La percepción de su deseo activó el mío, como la proximidad de un fósforo encendido prende a otro. Mi cuerpo respondía, era evidente, así que debía de ser que yo también le deseaba. Una parte de mí le había deseado durante mucho tiempo, una corriente subterránea de deseo que yo misma había negado albergar. Sexo es sexo, pensé. No va a haber mucha diferencia, no tengas miedo. Millones de personas hacen esto a diario. No va a hacerte daño. Déjate llevar. Go with the flow.

– ¿No deberíamos ir a la cama? -articulé en un susurro heroico.

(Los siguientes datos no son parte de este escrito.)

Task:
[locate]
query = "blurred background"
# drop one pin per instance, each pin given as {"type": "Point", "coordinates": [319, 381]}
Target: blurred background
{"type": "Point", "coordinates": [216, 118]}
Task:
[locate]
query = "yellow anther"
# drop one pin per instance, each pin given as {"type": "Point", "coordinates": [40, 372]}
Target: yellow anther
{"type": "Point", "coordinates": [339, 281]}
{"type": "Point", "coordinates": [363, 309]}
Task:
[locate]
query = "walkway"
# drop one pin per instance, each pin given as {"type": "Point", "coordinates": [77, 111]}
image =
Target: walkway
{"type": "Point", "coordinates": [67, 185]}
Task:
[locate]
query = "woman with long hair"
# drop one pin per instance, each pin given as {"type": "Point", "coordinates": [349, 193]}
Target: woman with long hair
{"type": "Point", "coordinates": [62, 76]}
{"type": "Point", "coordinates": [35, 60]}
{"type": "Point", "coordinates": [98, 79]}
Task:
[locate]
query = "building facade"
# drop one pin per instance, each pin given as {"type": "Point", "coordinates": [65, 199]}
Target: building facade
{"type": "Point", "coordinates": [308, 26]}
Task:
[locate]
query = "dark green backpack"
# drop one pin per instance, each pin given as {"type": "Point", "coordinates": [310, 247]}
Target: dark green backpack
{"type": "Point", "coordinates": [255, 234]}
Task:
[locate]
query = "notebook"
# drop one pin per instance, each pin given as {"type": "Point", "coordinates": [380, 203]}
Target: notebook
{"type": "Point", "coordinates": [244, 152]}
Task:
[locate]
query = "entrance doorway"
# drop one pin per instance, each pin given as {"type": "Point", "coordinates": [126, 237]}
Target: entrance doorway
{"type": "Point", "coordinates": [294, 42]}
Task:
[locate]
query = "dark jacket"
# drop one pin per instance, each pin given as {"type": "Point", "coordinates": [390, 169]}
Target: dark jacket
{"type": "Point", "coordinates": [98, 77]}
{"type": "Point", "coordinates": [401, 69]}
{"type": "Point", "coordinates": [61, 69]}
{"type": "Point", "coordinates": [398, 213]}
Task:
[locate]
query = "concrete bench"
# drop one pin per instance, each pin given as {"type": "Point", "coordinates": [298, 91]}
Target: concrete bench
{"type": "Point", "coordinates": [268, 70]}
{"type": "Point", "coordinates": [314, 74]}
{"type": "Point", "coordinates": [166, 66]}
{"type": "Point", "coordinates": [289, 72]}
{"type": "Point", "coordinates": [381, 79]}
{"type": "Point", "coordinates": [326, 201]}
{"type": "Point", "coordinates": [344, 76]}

Caímos en la cama entrelazados y nos despojamos mutuamente de la ropa a tirones impacientes. Desnudo, su cuerpo compacto resultaba imponente hasta la intimidación. Todo en él era grandioso, casi monumental en su anatomía: el torso, los muslos, los antebrazos, el cuello, y su miembro, por supuesto. Cincelados en piedra, trabajados. Se colocó sobre mí apoyándose sobre los brazos, como si hiciera flexiones en una clase de gimnasia. Entró sin hacer daño, entró sin hacer ruido. Me sorprendió lo fácil que estaba resultando. No hay que temer aquello de lo que nada se sabe. Ni al sexo, ni al amor ni a la muerte. Me adapté a su ritmo. Era simple. Realmente, no se diferenciaba mucho de una clase de gimnasia. Él hacía flexiones y yo puentes. Arriba, abajo, arriba, abajo. Cierra los ojos, no pienses con quién lo estás haciendo, flotando en un mar de sensaciones cuyas olas se hacen más inmensas por segundos, y de repente los diques se rompen, todo el agua se desborda. Después yacer el uno al lado del otro, exhaustos pero no ahítos, perlados de sudor, el silencio punteado por nuestros jadeos agitados. Intentar recuperar el aire, boqueando como una lubina recién pescada.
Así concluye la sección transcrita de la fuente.